Quand Itztli s'est tue et qu'Oeil-de-Pigargue a terminé de me traduire, un silence de mort a envahi la grande salle. Tous semblaient rendre hommage aux ancêtres qui avaient connu des heures sombres à cause de l'aveuglement de quelques-uns.
Le capitaine et sa mère me regardaient, en attente d'une quelconque réaction de ma part. Mais je ne laissais rien paraître. Cette histoire, même aussi bien racontée, ne me procurait ni surprise ni tristesse. Ne crois pas que j'étais totalement insensible, Gamine. Seulement, j'avais déjà vu et entendu tellement d'injustice et de violence provoquées par les grands royaumes européens que plus rien ne m'étonnait.
Mais la tête remplie de questions, j'ai fini par rompre le silence :
« Alors si je comprends bien, vous tous, dans ce village, vous vous êtes rassemblés ici pour créer votre propre communauté, avec vos propres lois, de manière à vous protéger des persécutions de l'empire espagnol ?
— C'est à peu près ça, m'a répondu Monteña.
— Et le Tlaloc, dans tout ça ? Quel rôle joue-t-il ?
— Le navire est notre seule force armée, m'a informé Itztli. C'est grâce à lui que nous sauvons chaque année nos frères des griffes de l'esclavage.

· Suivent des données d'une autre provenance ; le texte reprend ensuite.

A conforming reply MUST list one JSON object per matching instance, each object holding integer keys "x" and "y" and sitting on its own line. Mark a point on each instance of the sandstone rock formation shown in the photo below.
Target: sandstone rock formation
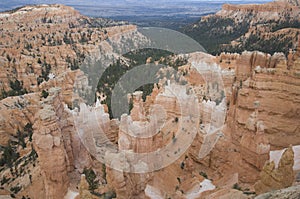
{"x": 277, "y": 178}
{"x": 232, "y": 107}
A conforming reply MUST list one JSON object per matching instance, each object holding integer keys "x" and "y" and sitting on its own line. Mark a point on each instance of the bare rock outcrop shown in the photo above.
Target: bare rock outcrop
{"x": 49, "y": 145}
{"x": 277, "y": 178}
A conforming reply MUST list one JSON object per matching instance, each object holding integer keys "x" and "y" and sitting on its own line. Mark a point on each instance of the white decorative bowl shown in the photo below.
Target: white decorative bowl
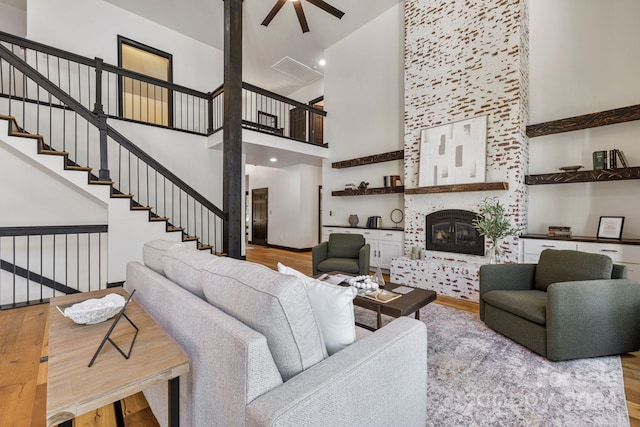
{"x": 95, "y": 310}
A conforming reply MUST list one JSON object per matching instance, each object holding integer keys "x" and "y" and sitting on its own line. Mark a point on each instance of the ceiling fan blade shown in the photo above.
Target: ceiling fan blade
{"x": 327, "y": 8}
{"x": 274, "y": 11}
{"x": 303, "y": 20}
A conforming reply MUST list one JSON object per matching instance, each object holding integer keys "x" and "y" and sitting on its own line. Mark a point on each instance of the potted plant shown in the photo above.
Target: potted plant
{"x": 491, "y": 222}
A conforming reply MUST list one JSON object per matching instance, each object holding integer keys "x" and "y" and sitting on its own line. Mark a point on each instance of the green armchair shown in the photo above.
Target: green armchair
{"x": 570, "y": 305}
{"x": 347, "y": 253}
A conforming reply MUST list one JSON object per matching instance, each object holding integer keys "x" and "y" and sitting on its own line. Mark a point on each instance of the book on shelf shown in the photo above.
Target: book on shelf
{"x": 623, "y": 158}
{"x": 382, "y": 295}
{"x": 613, "y": 159}
{"x": 599, "y": 160}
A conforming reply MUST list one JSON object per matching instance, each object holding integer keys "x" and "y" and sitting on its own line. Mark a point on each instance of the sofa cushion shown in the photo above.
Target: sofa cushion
{"x": 345, "y": 245}
{"x": 152, "y": 253}
{"x": 274, "y": 304}
{"x": 333, "y": 307}
{"x": 568, "y": 266}
{"x": 345, "y": 265}
{"x": 183, "y": 266}
{"x": 530, "y": 305}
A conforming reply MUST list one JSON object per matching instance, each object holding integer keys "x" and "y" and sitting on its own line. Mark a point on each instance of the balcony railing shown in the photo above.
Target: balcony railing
{"x": 119, "y": 93}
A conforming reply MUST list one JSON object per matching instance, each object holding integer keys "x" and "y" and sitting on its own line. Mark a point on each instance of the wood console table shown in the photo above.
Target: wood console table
{"x": 74, "y": 389}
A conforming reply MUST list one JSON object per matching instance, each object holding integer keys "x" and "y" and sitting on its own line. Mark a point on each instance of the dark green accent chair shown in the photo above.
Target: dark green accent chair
{"x": 570, "y": 305}
{"x": 347, "y": 253}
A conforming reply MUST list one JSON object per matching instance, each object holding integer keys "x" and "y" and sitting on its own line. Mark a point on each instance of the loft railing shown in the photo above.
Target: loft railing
{"x": 268, "y": 112}
{"x": 66, "y": 124}
{"x": 38, "y": 263}
{"x": 124, "y": 94}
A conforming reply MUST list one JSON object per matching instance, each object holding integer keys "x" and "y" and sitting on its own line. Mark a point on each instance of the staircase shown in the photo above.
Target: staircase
{"x": 45, "y": 125}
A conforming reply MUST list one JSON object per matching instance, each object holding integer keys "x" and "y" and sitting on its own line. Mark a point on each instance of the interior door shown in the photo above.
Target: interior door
{"x": 259, "y": 215}
{"x": 297, "y": 125}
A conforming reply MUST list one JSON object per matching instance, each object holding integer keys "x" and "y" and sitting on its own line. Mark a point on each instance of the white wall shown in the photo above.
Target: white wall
{"x": 364, "y": 99}
{"x": 583, "y": 59}
{"x": 33, "y": 197}
{"x": 13, "y": 20}
{"x": 293, "y": 203}
{"x": 91, "y": 27}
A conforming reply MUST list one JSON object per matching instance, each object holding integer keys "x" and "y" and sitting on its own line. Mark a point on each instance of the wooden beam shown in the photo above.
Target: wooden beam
{"x": 232, "y": 136}
{"x": 458, "y": 188}
{"x": 586, "y": 121}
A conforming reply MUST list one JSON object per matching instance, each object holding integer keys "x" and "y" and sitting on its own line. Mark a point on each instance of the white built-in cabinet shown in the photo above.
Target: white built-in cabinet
{"x": 385, "y": 244}
{"x": 620, "y": 253}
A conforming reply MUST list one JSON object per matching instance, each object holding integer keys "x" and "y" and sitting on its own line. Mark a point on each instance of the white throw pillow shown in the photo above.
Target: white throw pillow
{"x": 333, "y": 307}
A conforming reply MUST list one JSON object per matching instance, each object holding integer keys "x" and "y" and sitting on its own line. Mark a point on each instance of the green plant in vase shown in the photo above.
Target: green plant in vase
{"x": 491, "y": 222}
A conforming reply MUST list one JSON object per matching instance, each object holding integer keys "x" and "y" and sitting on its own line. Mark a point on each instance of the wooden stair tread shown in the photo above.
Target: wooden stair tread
{"x": 78, "y": 168}
{"x": 53, "y": 152}
{"x": 26, "y": 135}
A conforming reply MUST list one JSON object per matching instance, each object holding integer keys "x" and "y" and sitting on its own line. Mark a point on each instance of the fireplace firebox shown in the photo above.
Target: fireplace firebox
{"x": 451, "y": 230}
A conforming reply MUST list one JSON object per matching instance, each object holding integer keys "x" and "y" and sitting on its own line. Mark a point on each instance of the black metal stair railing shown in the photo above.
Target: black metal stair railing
{"x": 38, "y": 263}
{"x": 65, "y": 126}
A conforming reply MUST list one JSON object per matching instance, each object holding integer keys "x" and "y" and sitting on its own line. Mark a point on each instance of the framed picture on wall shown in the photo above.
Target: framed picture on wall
{"x": 610, "y": 227}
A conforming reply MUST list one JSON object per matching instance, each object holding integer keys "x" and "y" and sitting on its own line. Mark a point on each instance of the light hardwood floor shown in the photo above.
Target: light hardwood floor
{"x": 23, "y": 341}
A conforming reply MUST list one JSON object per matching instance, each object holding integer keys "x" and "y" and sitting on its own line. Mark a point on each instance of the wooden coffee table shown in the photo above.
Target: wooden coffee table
{"x": 74, "y": 389}
{"x": 408, "y": 303}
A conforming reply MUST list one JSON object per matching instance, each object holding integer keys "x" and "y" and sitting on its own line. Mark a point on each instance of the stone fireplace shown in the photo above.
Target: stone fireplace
{"x": 451, "y": 230}
{"x": 463, "y": 60}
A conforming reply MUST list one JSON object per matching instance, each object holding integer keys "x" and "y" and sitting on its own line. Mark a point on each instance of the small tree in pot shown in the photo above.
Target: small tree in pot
{"x": 491, "y": 222}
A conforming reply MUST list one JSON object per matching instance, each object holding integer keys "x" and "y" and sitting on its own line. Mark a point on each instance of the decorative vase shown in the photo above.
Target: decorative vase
{"x": 495, "y": 254}
{"x": 377, "y": 277}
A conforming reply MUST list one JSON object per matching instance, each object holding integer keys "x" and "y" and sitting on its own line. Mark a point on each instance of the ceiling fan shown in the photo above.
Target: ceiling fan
{"x": 297, "y": 5}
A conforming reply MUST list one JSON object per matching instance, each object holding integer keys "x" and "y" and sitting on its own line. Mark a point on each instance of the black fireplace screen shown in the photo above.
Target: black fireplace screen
{"x": 451, "y": 231}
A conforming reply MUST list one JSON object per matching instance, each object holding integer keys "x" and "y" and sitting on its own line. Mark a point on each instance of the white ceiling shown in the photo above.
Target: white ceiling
{"x": 263, "y": 46}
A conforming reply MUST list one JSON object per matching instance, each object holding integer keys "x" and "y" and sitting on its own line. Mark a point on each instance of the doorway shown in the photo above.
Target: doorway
{"x": 259, "y": 216}
{"x": 316, "y": 122}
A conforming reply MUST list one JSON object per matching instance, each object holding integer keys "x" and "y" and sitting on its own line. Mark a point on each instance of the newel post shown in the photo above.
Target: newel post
{"x": 102, "y": 124}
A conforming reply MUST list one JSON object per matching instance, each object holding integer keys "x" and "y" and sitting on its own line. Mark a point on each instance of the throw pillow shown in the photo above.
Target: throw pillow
{"x": 270, "y": 303}
{"x": 567, "y": 266}
{"x": 333, "y": 307}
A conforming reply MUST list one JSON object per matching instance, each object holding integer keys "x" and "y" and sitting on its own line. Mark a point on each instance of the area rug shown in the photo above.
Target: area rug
{"x": 477, "y": 377}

Au début, nous avons sauvé tous les Azteca qui étaient asservis sur la côte mexicaine. Aujourd'hui, ceux qui sont prisonniers dans les terres s'enfuient pour nous rejoindre sur les plages et accéder à notre refuge. Malheureusement, trop d'entre eux périssent avant de pouvoir accéder à cette liberté... »
Itztli a baissé la tête pour essuyer une larme. Par pudeur, les hommes ont détourné le regard. Puis la mère s'est tournée vers son fils. Ses traits sont devenus durs.

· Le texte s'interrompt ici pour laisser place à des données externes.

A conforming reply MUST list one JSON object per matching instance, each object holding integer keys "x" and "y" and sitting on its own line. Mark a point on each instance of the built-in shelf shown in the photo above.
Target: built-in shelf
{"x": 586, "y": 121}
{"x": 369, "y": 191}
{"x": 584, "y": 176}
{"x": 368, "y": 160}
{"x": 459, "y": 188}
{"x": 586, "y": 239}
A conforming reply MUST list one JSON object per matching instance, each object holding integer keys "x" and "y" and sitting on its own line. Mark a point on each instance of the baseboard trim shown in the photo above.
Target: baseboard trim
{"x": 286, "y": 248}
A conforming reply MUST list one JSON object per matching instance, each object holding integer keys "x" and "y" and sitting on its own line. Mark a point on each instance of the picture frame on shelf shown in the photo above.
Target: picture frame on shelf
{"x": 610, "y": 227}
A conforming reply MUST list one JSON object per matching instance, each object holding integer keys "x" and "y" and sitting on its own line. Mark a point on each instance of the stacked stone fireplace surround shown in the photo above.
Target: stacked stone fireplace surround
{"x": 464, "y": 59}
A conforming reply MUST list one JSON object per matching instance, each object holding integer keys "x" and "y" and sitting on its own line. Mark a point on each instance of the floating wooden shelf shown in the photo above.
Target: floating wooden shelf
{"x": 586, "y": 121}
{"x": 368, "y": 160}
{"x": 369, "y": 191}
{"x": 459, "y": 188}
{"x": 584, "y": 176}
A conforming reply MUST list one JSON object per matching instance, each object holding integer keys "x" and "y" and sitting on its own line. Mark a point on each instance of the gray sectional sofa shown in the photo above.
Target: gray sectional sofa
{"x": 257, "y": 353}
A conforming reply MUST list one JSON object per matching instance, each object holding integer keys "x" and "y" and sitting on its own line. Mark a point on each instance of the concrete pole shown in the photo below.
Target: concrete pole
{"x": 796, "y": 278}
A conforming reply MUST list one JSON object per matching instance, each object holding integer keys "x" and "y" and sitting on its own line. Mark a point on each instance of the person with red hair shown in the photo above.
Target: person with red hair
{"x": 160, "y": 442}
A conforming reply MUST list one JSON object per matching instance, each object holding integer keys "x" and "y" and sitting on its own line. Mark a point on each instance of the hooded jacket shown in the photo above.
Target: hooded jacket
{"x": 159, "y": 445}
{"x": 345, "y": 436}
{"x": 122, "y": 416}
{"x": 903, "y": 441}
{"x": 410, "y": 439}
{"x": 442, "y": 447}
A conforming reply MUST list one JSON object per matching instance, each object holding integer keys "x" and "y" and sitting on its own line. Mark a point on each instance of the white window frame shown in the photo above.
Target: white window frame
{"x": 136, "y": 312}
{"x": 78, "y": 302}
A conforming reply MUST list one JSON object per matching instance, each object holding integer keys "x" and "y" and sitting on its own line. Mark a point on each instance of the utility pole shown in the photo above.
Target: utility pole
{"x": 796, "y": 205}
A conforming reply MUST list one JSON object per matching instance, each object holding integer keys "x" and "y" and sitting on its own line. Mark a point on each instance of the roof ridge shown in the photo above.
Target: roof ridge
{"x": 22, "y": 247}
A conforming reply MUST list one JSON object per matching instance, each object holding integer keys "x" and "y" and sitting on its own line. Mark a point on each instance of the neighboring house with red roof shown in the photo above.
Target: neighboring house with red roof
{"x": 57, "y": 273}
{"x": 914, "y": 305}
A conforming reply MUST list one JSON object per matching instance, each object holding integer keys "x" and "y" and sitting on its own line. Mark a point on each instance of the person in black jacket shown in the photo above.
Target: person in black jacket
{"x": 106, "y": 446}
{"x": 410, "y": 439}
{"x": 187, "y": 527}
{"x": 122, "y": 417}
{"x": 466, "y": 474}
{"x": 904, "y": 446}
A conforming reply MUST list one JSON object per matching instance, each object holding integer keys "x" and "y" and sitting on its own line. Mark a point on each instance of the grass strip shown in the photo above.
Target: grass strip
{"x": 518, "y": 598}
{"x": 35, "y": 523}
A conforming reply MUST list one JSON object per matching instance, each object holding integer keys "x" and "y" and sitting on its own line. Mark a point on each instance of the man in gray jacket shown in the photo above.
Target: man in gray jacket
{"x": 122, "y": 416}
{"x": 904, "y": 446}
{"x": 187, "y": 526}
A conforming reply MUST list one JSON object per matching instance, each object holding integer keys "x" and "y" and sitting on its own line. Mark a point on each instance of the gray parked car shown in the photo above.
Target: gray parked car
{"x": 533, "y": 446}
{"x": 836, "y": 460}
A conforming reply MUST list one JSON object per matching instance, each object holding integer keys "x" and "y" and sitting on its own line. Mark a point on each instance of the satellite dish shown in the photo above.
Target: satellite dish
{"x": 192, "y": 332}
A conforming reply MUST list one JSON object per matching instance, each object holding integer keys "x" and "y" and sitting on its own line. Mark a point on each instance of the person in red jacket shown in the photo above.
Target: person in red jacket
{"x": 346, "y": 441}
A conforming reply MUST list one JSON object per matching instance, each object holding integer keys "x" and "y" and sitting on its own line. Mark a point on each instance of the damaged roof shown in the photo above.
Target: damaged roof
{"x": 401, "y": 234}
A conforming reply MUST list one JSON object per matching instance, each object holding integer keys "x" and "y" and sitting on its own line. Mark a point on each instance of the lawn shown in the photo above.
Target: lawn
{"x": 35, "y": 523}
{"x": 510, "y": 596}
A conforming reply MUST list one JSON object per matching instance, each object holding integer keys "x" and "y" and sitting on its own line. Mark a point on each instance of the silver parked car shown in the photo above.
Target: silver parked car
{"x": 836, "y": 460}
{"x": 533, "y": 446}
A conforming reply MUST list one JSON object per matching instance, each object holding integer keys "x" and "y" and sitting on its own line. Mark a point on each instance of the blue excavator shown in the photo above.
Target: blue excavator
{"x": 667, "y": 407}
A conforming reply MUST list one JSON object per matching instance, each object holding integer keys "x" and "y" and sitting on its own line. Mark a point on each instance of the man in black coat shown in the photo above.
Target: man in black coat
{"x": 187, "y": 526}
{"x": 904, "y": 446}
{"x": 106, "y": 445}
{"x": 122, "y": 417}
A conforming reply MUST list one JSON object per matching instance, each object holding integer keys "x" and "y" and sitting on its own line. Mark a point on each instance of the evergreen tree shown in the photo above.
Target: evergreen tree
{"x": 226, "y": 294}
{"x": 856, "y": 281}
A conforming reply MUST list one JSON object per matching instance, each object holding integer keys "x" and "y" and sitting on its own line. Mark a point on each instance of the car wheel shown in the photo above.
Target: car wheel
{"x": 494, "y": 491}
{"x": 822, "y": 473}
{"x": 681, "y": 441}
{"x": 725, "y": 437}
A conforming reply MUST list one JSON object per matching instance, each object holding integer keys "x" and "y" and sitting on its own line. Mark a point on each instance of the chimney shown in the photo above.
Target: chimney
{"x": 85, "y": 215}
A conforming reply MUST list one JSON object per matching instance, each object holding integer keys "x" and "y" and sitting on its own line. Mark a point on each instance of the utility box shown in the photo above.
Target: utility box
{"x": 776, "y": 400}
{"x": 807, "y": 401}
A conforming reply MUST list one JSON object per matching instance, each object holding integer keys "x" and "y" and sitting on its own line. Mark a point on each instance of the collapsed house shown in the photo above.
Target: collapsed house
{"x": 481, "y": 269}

« Les sauver une fois par an, ce n'est pas assez.
— Je sais, nonantzin. Mais si nous retrouvons ce charpentier, nous pourrons faire plus que simplement en sauver quelques-uns. »

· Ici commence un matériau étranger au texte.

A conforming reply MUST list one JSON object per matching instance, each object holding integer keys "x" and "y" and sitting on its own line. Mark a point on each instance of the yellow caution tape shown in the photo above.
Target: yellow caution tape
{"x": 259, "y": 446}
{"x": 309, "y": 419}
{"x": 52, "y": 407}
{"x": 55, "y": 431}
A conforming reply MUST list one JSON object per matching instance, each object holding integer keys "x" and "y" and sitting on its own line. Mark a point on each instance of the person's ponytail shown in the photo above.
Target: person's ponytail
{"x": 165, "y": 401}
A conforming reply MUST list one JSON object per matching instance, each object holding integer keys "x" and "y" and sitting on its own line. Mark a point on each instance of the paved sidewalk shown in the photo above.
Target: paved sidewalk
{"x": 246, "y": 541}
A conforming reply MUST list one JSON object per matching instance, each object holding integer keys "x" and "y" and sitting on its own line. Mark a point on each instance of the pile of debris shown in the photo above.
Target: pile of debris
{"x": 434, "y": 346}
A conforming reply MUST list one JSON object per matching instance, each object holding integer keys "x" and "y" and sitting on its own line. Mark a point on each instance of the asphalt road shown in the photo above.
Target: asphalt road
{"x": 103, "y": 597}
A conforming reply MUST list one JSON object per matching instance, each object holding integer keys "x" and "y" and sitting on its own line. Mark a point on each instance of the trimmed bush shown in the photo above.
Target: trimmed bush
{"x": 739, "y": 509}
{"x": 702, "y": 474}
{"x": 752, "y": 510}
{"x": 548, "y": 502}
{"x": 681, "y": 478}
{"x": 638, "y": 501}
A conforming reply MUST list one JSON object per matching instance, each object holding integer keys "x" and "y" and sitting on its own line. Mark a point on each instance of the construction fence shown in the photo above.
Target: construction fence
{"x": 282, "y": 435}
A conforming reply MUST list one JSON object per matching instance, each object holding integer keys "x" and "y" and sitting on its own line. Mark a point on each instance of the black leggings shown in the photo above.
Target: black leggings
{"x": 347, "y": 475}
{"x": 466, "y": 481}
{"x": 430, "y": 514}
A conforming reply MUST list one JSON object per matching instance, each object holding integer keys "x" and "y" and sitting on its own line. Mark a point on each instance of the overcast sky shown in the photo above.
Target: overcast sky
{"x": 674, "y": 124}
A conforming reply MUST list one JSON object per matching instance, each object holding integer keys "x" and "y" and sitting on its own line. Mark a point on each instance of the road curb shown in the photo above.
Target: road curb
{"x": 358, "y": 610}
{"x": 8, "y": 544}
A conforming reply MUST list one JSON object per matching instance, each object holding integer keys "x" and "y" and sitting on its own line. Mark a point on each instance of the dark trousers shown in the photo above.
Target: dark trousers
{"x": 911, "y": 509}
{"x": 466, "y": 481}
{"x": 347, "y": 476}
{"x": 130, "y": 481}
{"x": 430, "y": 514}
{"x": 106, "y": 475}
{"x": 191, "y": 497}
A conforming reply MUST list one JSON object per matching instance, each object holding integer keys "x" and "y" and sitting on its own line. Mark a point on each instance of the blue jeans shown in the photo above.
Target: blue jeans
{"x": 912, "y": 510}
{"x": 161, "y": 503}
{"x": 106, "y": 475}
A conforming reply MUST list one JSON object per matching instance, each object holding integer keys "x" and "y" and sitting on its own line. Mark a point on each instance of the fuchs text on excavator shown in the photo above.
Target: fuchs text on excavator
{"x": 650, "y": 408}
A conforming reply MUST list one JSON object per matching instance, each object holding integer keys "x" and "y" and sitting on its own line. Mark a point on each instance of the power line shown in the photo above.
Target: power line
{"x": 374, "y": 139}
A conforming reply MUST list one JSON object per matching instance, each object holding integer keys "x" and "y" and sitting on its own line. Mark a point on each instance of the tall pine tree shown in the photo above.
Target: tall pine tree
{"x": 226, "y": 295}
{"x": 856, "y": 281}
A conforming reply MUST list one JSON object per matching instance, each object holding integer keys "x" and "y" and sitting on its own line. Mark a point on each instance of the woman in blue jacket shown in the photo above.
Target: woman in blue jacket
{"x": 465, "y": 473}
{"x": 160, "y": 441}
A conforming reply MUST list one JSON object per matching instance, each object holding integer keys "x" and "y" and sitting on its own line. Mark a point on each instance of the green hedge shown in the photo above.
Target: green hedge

Oeil-de-Pigargue et Chimalli ont hoché la tête, convaincus. Je les ai interrogés du regard, mais ils m'ont ignoré. Ils ne me faisaient pas encore assez confiance.
Itztli s'est alors approché pour se pencher vers moi. Ses prunelles brunes se sont ancrées dans les miennes.
« J'ai dit tout à l'heure que je ne voulais pas de Suarez comme second, a-t-elle commencé, mais ça ne veut pas dire que je te veux à sa place. Je ne te connais pas, je ne sais pas ce que tu veux, ni quel intérêt tu as à participer à notre combat. Même si c'est mon fils qui aura le dernier mot, sache qu'il faudra faire tes preuves. Pas seulement pour me convaincre moi, mais aussi tous les autres. »
Elle tourna la tête vers Chimalli, Oeil-de-Pigargue et Temolin pour être sûre que j'avais bien compris le message.
Elle avait raison de se méfier. Après tout, qu'est-ce que j'avais à y gagner ? Même si je trouvais leur cause très noble, je ne me sentais pas particulièrement concernée. Ne serait-il pas plus pertinent pour moi de devenir second sur un autre navire, plus en accord avec mes objectifs ?
Le doute devait se lire sur mon visage, car la cheffe du village s'est détournée de moi avec dédain.
« Sortez tous, je dois parler à mon fils. Faites visiter le village à notre nouveau venu. »
Nous nous sommes levées pour nous diriger vers la sortie. Mais avant de franchir le seuil, Itztli m'a attrapé le bras.
« Un lit t'attendra à l'étage quand tu reviendras. Mais ne prends pas ça pour un traitement de faveur, c'est une demande d'Aztlán. Moi, je voulais te faire dormir dehors. »
Je voulais riposter, la remettre à sa place, mais je me suis abstenue. Au fond, je la comprenais. Vu ce que son peuple avait vécu, il n'y avait rien d'anormal à ce qu'elle se méfie autant des étrangers.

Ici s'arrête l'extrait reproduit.